The purpose of the study is to assess the effect of probiotic supplementation on gut microbiota and insulin resistance in adolescents with severe obesity.

Methods

Through a randomized, double blind, placebo-controlled, 12-week pilot clinical trial, 15 adolescents with severe obesity received either an oral probiotic ‘Visbiome®’ (n = 8) or placebo (n = 7). Anthropometry, fasting glucose, insulin, hs-CRP and stool for microbiome and calprotectin were collected at baseline (week 0) and 12 weeks after intervention.

Results

Among completers (n = 4 in each of the two groups), mean change in fasting glucose was significantly lower in the probiotic group (0 ± 4 mg/dL) as compared to the placebo group (6.3 ± 1.7 mg/dL) (p = 0.028). Gut microbial Firmicutes to Bacteroidetes (F/B) ratio had a greater decline from week 0 to week 12 in the probiotic group (mean 17.7 ± 25.1 to 2.39 ± 2.0, respectively) but was not statistically significant (p = 0.06) as compared to in the placebo group (mean 12.8 ± 18.2 to 6.9 ± 5.61, respectively) (p = 0.89). Weight and BMI (mean ± SD) trended to remain stable in the treatment group (-1.07 ± 6.1 kg and -0.3 ± 2.2 kg/m2 respectively) as compared to the placebo group (3.9 ± 5.1 kg, 1.0 ± 1.6 kg/m2) but was not significant (p = 0.12 for weight and 0.38 for BMI).

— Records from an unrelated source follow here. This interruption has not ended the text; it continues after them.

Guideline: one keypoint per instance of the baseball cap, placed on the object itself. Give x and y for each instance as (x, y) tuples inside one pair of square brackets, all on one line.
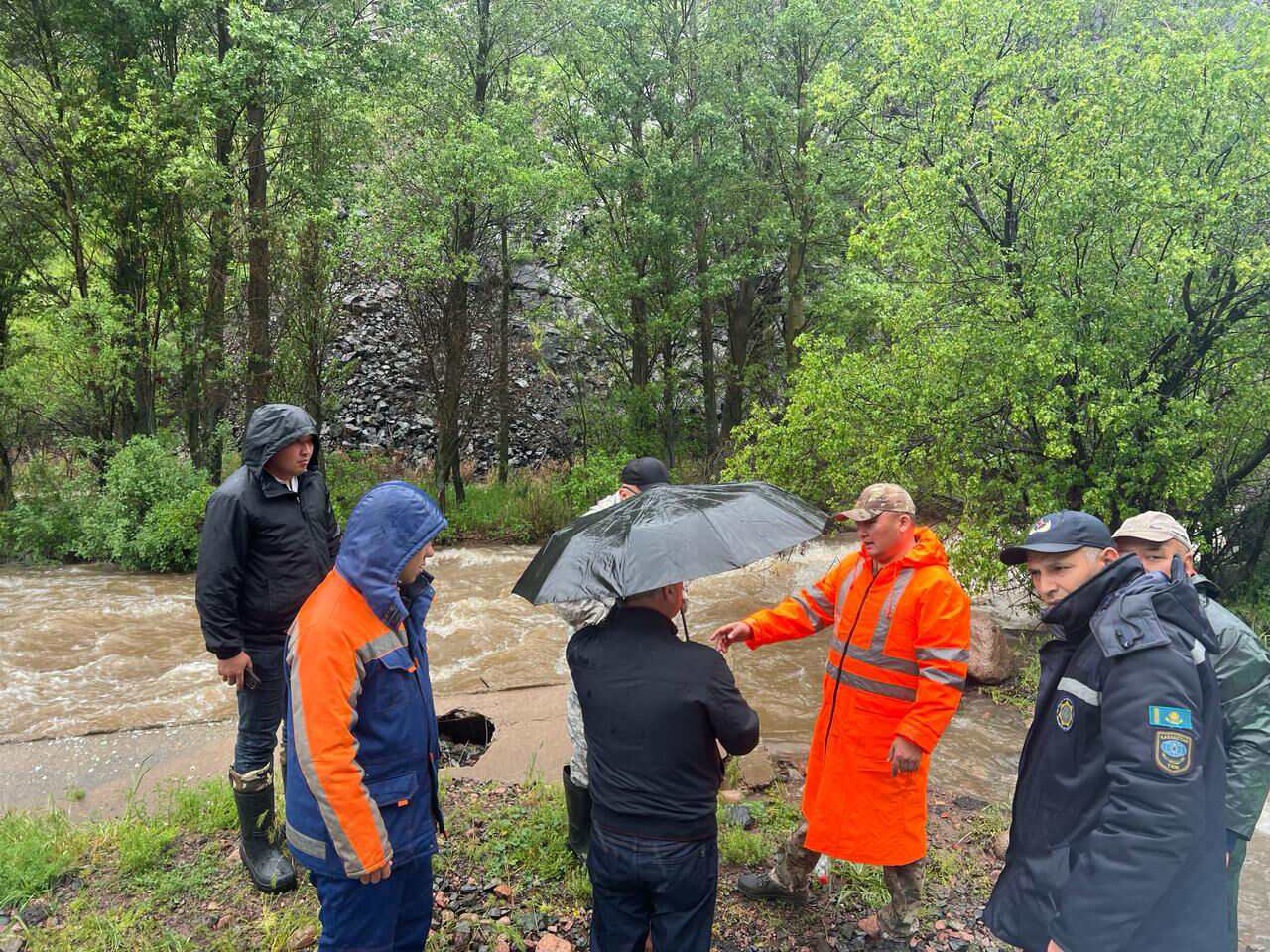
[(644, 472), (1061, 532), (1153, 526), (879, 498)]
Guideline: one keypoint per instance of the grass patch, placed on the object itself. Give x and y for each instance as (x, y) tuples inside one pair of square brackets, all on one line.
[(39, 848), (521, 841)]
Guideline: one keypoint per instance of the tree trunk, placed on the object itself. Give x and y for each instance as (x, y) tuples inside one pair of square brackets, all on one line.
[(740, 322), (204, 442), (504, 402), (258, 354)]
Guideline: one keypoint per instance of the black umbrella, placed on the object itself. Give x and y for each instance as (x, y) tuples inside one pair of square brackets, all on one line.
[(667, 535)]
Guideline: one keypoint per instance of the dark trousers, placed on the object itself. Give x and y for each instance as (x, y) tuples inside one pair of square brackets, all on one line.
[(390, 915), (261, 711), (668, 885)]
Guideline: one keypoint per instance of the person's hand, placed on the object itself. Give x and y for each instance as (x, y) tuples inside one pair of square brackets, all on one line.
[(731, 633), (905, 756), (379, 873), (231, 669)]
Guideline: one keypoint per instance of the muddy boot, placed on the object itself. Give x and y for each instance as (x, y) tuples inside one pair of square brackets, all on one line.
[(898, 920), (261, 849), (788, 880), (576, 803)]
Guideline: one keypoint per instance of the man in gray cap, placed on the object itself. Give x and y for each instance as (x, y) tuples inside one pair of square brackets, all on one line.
[(1116, 830), (1243, 679), (639, 474)]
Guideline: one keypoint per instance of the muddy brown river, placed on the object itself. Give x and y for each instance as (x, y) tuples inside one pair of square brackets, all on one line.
[(89, 649)]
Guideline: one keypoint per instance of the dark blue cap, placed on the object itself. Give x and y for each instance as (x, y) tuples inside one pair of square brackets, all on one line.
[(1061, 532)]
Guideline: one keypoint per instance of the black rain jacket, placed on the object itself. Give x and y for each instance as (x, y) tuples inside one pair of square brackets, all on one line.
[(1118, 837), (653, 708), (264, 548)]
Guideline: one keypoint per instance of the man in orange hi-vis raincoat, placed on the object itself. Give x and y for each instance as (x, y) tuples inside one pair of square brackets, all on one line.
[(897, 666)]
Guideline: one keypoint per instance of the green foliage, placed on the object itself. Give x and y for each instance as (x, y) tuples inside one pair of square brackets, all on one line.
[(46, 522), (39, 848), (527, 508), (150, 511)]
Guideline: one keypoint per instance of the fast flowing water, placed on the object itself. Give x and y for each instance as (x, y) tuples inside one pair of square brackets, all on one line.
[(89, 649)]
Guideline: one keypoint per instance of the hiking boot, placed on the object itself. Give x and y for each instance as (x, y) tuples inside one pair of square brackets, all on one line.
[(763, 887), (261, 849), (576, 805)]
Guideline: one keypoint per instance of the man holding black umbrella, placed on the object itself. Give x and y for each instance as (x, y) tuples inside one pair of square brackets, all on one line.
[(639, 474), (656, 708)]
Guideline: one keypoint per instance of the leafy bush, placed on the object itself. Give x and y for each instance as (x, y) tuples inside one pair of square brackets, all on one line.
[(149, 512), (39, 849), (46, 522)]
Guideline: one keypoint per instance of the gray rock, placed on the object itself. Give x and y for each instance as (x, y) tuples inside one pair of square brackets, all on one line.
[(991, 658)]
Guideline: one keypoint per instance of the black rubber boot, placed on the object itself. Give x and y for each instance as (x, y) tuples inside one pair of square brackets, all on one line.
[(262, 855), (763, 887), (576, 803)]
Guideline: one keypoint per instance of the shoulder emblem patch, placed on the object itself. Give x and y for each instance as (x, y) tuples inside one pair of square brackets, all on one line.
[(1173, 752), (1176, 717), (1065, 714)]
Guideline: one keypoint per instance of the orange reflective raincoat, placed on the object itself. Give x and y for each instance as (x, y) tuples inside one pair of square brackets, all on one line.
[(897, 665)]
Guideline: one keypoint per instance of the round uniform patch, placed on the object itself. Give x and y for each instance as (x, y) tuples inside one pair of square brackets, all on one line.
[(1065, 714), (1173, 752)]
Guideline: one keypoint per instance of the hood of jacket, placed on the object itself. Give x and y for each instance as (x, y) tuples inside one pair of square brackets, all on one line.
[(1071, 616), (273, 426), (385, 531), (925, 551)]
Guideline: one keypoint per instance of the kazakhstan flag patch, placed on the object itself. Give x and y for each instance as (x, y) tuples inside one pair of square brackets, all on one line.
[(1176, 717)]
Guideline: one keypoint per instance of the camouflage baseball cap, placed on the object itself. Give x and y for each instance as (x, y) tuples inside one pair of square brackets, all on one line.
[(880, 498), (1153, 527)]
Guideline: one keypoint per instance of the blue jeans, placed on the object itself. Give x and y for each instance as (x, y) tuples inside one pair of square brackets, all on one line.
[(668, 885), (390, 915), (261, 711)]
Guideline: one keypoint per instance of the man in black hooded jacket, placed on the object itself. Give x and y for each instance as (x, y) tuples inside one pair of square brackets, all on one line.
[(1118, 838), (270, 537)]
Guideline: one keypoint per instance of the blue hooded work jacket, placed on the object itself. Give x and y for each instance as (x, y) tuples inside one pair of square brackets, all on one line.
[(362, 744)]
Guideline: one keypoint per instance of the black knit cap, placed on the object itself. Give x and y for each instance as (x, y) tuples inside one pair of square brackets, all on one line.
[(644, 472)]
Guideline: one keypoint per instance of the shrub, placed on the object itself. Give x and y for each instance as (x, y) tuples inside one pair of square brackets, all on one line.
[(149, 513), (46, 522)]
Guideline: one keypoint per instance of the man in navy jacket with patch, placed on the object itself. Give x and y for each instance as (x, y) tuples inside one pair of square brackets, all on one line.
[(1118, 838)]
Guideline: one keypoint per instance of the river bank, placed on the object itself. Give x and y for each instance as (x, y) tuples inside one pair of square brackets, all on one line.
[(169, 879)]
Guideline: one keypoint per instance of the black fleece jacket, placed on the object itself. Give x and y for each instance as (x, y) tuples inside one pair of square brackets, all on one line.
[(654, 710)]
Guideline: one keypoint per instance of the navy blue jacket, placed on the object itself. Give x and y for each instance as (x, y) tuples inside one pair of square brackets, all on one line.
[(1118, 838)]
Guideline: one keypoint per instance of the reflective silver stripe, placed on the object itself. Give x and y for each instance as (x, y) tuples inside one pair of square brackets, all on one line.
[(816, 621), (304, 753), (943, 654), (901, 665), (821, 599), (305, 843), (846, 588), (1082, 690), (871, 687), (897, 590), (940, 676)]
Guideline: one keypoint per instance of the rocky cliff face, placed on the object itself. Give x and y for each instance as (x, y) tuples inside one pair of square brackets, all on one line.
[(388, 407)]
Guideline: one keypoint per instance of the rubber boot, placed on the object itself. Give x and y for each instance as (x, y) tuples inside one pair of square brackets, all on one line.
[(576, 803), (270, 867)]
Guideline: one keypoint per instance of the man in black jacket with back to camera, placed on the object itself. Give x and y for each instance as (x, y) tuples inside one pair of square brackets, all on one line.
[(654, 710), (270, 537)]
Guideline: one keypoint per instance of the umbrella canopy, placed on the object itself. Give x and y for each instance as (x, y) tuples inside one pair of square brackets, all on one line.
[(667, 535)]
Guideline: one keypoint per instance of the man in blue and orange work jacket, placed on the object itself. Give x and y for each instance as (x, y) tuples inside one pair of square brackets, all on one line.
[(362, 749)]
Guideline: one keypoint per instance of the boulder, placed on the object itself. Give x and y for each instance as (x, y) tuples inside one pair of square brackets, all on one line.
[(991, 658), (757, 771)]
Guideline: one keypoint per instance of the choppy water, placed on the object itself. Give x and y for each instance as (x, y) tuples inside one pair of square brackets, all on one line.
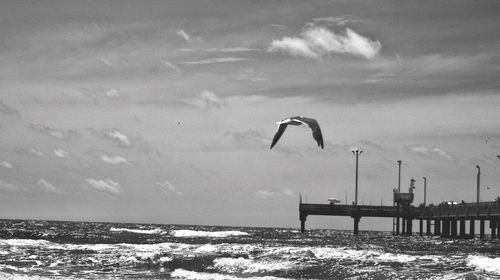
[(77, 250)]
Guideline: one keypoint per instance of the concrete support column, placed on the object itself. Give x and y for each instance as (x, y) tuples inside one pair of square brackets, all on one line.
[(453, 225), (356, 225), (445, 231), (397, 223), (481, 228), (462, 228), (472, 223), (437, 227), (493, 227), (303, 222), (409, 227)]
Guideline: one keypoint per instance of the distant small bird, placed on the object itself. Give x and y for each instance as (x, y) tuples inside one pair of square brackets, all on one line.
[(298, 120)]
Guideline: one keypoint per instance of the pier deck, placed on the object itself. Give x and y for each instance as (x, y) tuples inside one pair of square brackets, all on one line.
[(443, 219)]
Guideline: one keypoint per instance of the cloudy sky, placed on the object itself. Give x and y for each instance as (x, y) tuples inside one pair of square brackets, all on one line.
[(163, 111)]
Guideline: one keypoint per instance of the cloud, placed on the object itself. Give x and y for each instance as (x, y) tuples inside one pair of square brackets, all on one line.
[(99, 95), (47, 187), (171, 66), (169, 187), (250, 75), (431, 152), (53, 132), (36, 152), (248, 137), (207, 100), (184, 35), (8, 110), (116, 136), (113, 159), (266, 194), (6, 186), (106, 185), (61, 153), (318, 42), (215, 60), (337, 20), (6, 164)]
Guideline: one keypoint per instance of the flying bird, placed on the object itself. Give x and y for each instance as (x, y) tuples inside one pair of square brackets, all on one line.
[(312, 123)]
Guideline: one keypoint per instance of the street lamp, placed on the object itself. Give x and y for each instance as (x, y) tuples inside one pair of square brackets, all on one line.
[(478, 184), (356, 152), (425, 189)]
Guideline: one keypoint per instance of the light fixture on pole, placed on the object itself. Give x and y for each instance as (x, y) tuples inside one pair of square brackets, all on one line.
[(356, 152), (425, 190)]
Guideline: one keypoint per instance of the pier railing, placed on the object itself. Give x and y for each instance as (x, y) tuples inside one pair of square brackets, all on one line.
[(461, 210)]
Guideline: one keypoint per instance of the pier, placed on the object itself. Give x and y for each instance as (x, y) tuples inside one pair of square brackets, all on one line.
[(446, 220)]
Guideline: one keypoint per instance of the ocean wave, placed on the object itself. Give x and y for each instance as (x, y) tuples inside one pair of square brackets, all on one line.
[(242, 265), (139, 231), (484, 264), (199, 233), (192, 275)]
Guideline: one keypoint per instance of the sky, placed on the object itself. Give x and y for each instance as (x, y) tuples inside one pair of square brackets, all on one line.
[(164, 111)]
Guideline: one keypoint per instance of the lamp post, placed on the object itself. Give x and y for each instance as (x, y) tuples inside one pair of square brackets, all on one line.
[(478, 184), (356, 152), (425, 189), (399, 176)]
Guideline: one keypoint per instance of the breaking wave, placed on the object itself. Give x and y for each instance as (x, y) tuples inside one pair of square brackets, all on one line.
[(212, 234), (139, 231)]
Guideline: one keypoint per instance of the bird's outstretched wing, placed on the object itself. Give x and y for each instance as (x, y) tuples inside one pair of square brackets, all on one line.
[(316, 130), (278, 134)]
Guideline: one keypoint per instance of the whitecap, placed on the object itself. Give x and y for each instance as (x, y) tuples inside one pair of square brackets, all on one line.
[(139, 231), (192, 275), (198, 233), (483, 263), (242, 265)]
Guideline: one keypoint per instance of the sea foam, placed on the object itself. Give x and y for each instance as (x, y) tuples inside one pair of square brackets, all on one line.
[(213, 234), (192, 275), (486, 264), (242, 265), (139, 231)]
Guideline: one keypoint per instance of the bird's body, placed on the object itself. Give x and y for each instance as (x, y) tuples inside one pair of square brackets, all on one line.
[(299, 120)]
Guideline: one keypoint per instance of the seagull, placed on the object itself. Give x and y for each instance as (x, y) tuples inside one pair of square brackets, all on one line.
[(298, 120)]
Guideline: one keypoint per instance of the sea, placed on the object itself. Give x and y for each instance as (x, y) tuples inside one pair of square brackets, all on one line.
[(35, 249)]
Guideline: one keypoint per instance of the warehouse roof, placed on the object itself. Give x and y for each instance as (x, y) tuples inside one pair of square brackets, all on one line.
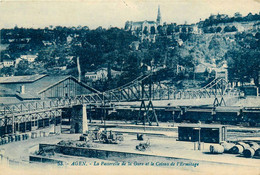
[(21, 79)]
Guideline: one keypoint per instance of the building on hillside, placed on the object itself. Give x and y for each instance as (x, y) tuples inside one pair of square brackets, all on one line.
[(36, 87), (144, 27), (29, 58), (8, 62), (101, 74)]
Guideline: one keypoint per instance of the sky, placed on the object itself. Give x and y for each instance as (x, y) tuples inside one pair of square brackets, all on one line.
[(114, 13)]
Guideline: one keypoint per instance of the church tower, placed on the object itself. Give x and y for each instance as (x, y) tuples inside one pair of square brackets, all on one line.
[(159, 18)]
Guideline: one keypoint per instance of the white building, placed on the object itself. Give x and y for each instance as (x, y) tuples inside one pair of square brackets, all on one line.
[(8, 62), (29, 58), (101, 74)]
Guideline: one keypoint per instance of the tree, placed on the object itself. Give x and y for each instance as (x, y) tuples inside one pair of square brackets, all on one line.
[(244, 62)]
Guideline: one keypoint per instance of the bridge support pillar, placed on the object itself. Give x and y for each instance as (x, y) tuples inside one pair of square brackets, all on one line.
[(79, 123), (84, 118)]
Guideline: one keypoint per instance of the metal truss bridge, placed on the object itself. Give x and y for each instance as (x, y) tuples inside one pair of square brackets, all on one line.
[(140, 89)]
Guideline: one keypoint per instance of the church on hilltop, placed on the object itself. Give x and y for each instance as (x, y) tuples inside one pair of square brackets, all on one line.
[(144, 27)]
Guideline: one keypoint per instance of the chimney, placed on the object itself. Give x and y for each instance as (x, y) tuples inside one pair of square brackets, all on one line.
[(22, 89)]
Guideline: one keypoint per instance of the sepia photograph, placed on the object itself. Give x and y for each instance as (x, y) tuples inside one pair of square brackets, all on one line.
[(113, 87)]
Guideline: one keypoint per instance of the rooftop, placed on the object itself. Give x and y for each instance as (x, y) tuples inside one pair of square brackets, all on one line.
[(20, 79)]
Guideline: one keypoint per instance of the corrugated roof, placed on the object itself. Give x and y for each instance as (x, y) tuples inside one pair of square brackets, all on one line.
[(21, 79), (45, 82), (34, 85)]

No significant change in the fasting insulin, HOMA-IR, or serum and stool inflammatory markers were noted between the two groups (p > 0.05). One participant in the treatment arm reported adverse effects of gastrointestinal intolerance.

Conclusion

Probiotic therapy with Visbiome® may improve the fasting glucose and possibly decrease the gut microbial F/B ratio as compared to placebo in adolescents with severe obesity. Future larger studies are required to confirm these findings.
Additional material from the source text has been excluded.